The downloader reports 401
Download error on attempt 0/30 for repo_id='TriAiExperiments/SFR-Iterative-DPO-LLaMA-3-70B-R' revision='main' path='model.safetensors.index.json' target_dir=PosixPath('/tmp/exo/TriAiExperiments--SFR-Iterative-DPO-LLaMA-3-70B-R') Traceback (most recent call last): File "/nix/store/xh5i8j6kpa7i37yhf10kzwvxxnnk822m-exo-0.15.0-alpha/lib/python3.12/site-packages/exo/download/new_shard_download.py", line 134, in download_file_with_retry try: return await _download_file(repo_id, revision, path, target_dir, on_progress) ^^^^^^^^^^^^^^^^^^^^^^^^^^^^^^^^^^^^^^^^^^^^^^^^^^^^^^^^^^^^^^^^^^^^^^ File "/nix/store/xh5i8j6kpa7i37yhf10kzwvxxnnk822m-exo-0.15.0-alpha/lib/python3.12/site-packages/exo/download/new_shard_download.py", line 156, in _download_file assert r.status in [200, 206], f"Failed to download {path} from {url}: {r.status}" ^^^^^^^^^^^^^^^^^^^^^^ AssertionError: Failed to download model.safetensors.index.json from https://huggingface.co/TriAiExperiments/SFR-Iterative-DPO-LLaMA-3-70B-R/resolve/main/model.safetensors.index.json: 401 And if you go the page (https://huggingface.co/TriAiExperiments/SFR-Iterative-DPO-LLaMA-3-70B-R) you see that the model is gone.
Downloader could do a bit better handling that scenario.
How would you suggest we handle a repo being deleted by the owner? Downloader handles it by ignoring it and logging an error.
Catch block that puts a little red ! for the model status in the UI?
If I get a chance I'll take a crack at a patch after I get tinygrad rebuilt w/ ROCm support on NixOS and I'm finally able to do GPU inferencing on my 6900XT.
Catch block that puts a little red
!for the model status in the UI?If I get a chance I'll take a crack at a patch after I get tinygrad rebuilt w/ ROCm support on NixOS and I'm finally able to do GPU inferencing on my 6900XT.

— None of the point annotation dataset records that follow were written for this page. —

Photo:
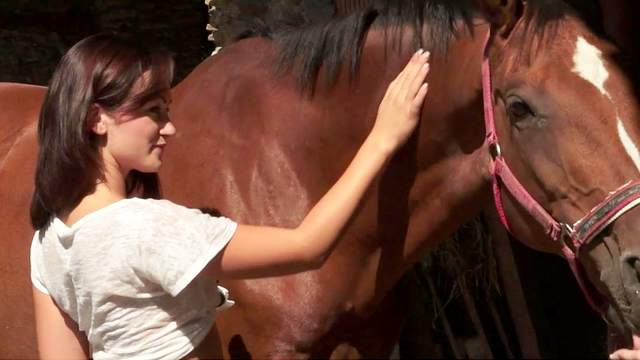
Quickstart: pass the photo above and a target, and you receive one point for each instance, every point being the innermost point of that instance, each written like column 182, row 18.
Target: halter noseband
column 571, row 237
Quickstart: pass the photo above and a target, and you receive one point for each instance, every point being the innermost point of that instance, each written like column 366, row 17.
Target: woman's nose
column 168, row 129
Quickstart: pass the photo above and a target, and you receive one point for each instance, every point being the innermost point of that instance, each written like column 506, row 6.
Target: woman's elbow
column 310, row 255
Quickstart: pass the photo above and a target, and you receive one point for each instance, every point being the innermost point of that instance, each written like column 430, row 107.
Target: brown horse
column 256, row 147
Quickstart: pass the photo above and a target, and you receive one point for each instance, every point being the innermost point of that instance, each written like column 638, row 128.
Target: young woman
column 116, row 276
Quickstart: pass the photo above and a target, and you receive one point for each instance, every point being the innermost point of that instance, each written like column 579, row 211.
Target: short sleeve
column 35, row 259
column 179, row 243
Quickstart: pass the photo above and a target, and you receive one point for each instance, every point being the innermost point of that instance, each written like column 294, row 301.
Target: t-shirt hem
column 200, row 264
column 39, row 286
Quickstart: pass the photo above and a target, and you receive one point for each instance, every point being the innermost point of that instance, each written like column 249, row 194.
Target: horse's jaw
column 612, row 263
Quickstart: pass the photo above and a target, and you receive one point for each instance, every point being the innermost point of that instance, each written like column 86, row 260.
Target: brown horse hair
column 99, row 70
column 306, row 47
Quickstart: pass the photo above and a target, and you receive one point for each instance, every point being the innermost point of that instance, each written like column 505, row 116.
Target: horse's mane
column 306, row 47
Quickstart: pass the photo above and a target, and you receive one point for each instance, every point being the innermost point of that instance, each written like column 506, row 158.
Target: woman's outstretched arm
column 58, row 335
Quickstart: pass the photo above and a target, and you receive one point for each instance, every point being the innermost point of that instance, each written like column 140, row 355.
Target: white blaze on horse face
column 628, row 144
column 589, row 65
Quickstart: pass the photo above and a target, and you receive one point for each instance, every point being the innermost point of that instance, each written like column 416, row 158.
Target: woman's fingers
column 414, row 73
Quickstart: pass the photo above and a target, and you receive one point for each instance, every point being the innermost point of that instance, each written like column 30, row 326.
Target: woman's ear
column 97, row 120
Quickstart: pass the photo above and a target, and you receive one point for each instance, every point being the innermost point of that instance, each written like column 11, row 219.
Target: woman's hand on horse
column 401, row 106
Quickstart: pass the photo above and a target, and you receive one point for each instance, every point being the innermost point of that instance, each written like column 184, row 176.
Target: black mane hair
column 305, row 47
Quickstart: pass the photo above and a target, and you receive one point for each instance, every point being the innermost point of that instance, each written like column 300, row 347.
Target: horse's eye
column 519, row 110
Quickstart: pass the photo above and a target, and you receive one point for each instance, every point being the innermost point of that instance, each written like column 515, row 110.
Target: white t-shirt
column 125, row 274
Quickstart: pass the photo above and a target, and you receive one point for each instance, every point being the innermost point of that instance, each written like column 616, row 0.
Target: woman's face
column 136, row 141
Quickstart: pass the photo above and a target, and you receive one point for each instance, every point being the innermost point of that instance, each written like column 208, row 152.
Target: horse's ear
column 502, row 14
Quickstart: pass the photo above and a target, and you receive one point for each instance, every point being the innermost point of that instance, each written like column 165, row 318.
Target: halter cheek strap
column 571, row 237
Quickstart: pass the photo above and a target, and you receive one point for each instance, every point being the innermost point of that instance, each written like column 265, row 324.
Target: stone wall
column 34, row 34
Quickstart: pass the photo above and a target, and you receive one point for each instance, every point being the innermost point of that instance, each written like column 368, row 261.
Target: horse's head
column 567, row 124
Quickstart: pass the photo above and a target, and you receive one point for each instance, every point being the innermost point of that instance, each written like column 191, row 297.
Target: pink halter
column 571, row 237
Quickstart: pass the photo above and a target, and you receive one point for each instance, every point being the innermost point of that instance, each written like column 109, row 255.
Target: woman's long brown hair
column 99, row 70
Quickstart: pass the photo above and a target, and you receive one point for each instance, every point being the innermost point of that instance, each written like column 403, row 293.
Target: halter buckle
column 566, row 236
column 495, row 151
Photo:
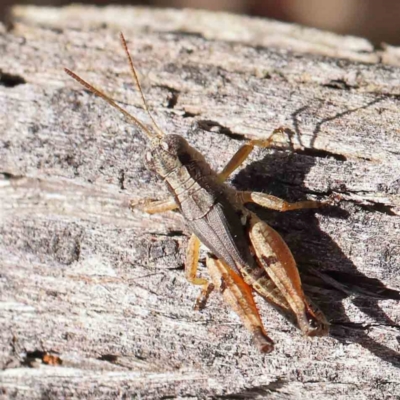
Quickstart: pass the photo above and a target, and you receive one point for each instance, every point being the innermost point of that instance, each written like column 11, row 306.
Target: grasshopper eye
column 164, row 146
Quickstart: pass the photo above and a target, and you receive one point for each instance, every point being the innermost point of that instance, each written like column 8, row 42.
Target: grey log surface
column 93, row 299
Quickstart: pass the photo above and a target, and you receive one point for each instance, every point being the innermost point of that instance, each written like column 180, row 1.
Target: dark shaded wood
column 102, row 289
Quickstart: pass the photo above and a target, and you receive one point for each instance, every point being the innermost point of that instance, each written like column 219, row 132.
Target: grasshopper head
column 169, row 154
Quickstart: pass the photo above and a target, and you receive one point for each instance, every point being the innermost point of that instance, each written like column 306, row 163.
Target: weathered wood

Awesome - would be great, thank you!
@AlexCheema hi Alex I am just curious about how I shall handle the issue on mac as in _download_file raise Exception(f"Downloaded file {target_dir/path} has hash {final_hash} but remote hash is {remote_hash}") Exception as mentioned if I am using conda as the base, and the .venv for exo has been installed the certifi and certifi.where() can be indicated '~/exo/.venv/lib/python3.12/site-packages/certifi/cacert.pem' and Requirement already satisfied: certifi in ./.venv/lib/python3.12/site-packages (2025.1.31). Thank you in advance.